Era un idiota. El más idiota.

Pasó un buen rato hasta que pude contener el llanto, pero fue tarea difícil, sentía que, a la menor cosa, podría volver a quebrarme.

— Ah, eres tú... el padre de la bebé — levanté la vista al escuchar aquella vos —. Ya era hora que llegaras. Si continúas así serás un irresponsable toda tu vida.

Era el doctor Angaraes y le importaba un comino que yo me encontrara frente a él destruido, en la resaca del llanto.

— Doctor... — ignoré sus comentarios hirientes, ahora mismo sólo había una cosa que podría importarme, bueno, dos cosas — ¿cómo está ella?, no quiso hablarme.

— Y no es para menos — dijo el doctor —, han intentado comunicarse contigo desde hace más de cuatro horas. Por un momento pensé que habías huido y abandonado a tu prometida con hijo y todo.

— ¡No!, nunca haría eso.

El doctor Angaraes me miró de manera aburrida, talvez esperaba una respuesta mucho más interesante. ¡Por Dios! ¡Esta no es la telenovela de las siete! ¡Estamos hablando de la vida de Diana y de mi hija!

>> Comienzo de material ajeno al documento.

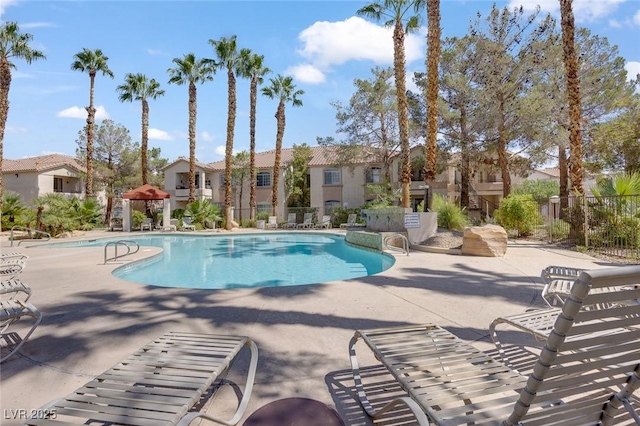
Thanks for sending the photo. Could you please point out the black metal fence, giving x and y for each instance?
(608, 225)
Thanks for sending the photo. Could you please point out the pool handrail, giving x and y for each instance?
(116, 244)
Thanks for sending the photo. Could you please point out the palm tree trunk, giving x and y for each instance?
(5, 83)
(192, 141)
(253, 97)
(403, 116)
(145, 141)
(276, 167)
(573, 92)
(433, 56)
(231, 120)
(91, 113)
(501, 149)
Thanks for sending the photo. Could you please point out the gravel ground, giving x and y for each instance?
(445, 238)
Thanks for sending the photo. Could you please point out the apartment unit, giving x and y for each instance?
(331, 186)
(36, 176)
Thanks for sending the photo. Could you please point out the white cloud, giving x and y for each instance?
(633, 69)
(584, 10)
(6, 3)
(80, 112)
(207, 137)
(306, 73)
(159, 135)
(30, 25)
(326, 44)
(11, 129)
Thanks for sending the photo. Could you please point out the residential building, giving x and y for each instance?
(36, 176)
(330, 185)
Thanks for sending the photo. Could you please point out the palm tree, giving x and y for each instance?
(433, 56)
(91, 62)
(138, 87)
(253, 69)
(191, 71)
(395, 12)
(283, 89)
(573, 92)
(230, 59)
(13, 44)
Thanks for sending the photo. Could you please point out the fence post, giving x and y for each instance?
(585, 205)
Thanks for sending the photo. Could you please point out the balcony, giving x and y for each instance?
(183, 193)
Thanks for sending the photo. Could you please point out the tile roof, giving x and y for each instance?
(322, 156)
(40, 163)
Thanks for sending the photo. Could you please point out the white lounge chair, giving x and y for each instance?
(11, 267)
(187, 225)
(351, 222)
(12, 311)
(307, 222)
(160, 384)
(586, 373)
(272, 223)
(13, 287)
(325, 223)
(147, 224)
(13, 256)
(173, 225)
(291, 221)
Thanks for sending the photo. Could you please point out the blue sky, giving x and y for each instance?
(322, 44)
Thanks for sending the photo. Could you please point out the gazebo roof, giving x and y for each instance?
(146, 192)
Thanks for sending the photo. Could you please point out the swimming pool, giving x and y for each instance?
(257, 260)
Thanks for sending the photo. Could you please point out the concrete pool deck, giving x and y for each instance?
(92, 320)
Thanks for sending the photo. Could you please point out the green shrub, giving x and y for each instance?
(450, 216)
(519, 213)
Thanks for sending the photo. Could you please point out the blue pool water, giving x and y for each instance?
(236, 261)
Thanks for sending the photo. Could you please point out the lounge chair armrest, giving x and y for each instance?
(242, 407)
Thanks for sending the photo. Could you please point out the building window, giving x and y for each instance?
(263, 208)
(57, 184)
(263, 179)
(332, 177)
(374, 175)
(330, 205)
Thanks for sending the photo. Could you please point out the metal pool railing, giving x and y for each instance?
(119, 243)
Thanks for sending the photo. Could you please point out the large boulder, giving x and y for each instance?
(488, 241)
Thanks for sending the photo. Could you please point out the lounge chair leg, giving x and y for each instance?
(31, 311)
(251, 375)
(420, 416)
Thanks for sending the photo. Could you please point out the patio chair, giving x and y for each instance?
(160, 384)
(172, 226)
(325, 223)
(582, 376)
(13, 256)
(187, 225)
(351, 222)
(11, 311)
(272, 223)
(291, 221)
(307, 222)
(147, 224)
(13, 287)
(11, 267)
(557, 283)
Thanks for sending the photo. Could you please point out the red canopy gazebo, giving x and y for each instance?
(145, 193)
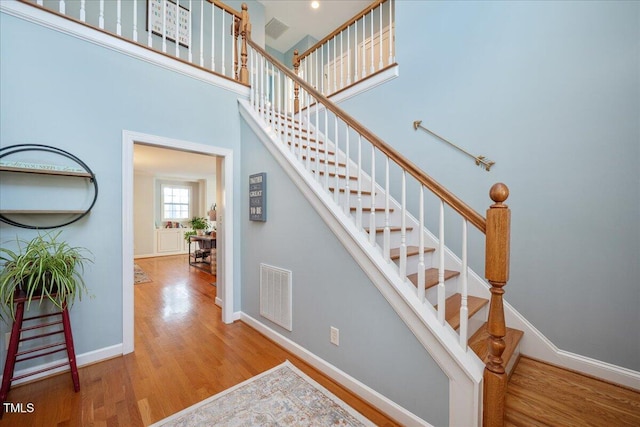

Si no fuera el doctor que se ocuparía de Diana, posiblemente ya le hubiera partido la cara por impertinente.

— Por favor, necesito saber que están bien — insistí, procurando ser lo más respetuoso posible.

El doctor esta vez me miró con algo de compasión.

— Pues, no lo están... no están bien — el doctor se colocó la carpeta que llevaba debajo de la axila y me miró fijamente por menos de lo que dura un milisegundo —. Le estamos aplicando una dosis de corticoesteroides.

Lo miré sin comprender a que iba. Por la expresión de Helen, la única de nosotros que estudió algo orientado en la medicina, supe que esas no eran buenas noticias.

— ¿Qué quiere decir eso, doctor?

— Estos medicamentos ayudan a acelerar el desarrollo de los pulmones y otros órganos en el bebé... — por mi mirada, entendió que quería que fuera directo, necesitaba que me dijera qué diablos estaba sucediendo, no quería más vueltas en el asunto —. La estamos preparando para proceder con una cesárea de emergencia.

— ¿Q-qué? — había comenzado a temblar, las palabras del doctor sonaban horribles a mis oídos.

— Ha habido un desprendimiento grave de la placenta, que nos obliga a acelerar el parto o sino... — el doctor no terminó su frase, pero supe por su expresión, que no eran buenas noticias. El estado de Diana era grave, y no sólo apeligraba la vida de nuestra hija, sino, también la de ella.

— No... — bajé la mirada, sin poder creer lo que estaba sucediendo. Me sentía prisionero de una pesadilla, de la cual no podía despertar. Pero, mi corazón se contrajo en una punzada de dolor, esta era la realidad, no era ningún sueño del cual pudiera escapar.

Pedí que me dejaran estar presente en el procedimiento, pero el doctor se opuso a mi petición — Ella no te quiere dentro — dijo antes de ingresar a la habitación —, no hagas las cosas más difíciles.

Tuve que esperar fuera. Jeremy, Nicholas y Helen me acompañaban, pero no podía entender nada de lo que me decían. Estaba seguro que intentaban animarme, pero sus voces se oían lejanas. Mis pensamientos estaban sólo en ellas, en Diana y en mi hija.

Recé internamente todo el tiempo que duró la cesárea. Recé por ambas, por sus vidas, que todo saliera bien.

— Dios, no quiero perderlas. Las necesito conmigo.

Mi oración fue interrumpida cuando la puerta de la habitación número trece volvió a abrirse después de un buen tiempo.

— Hemos terminado — anunció el doctor.

Me levanté del asiento como si fuera impulsado por los diablos. Intenté mirar dentro de la habitación, pero me fue imposible ver algo.

— ¿Cómo están? ¡Por favor, dígame que todo salió bien! ¡Por favor! — el doctor me miró. Y los segundos que tardó en contestar, fueron un infierno eterno.

Necesitaba que estuvieran bien, si no era así, yo moriría detrás de ellas. Mi vida ya no tendría sentido si me faltaban, pues, ellas eran mi mundo entero y todo lo que necesitaba en él.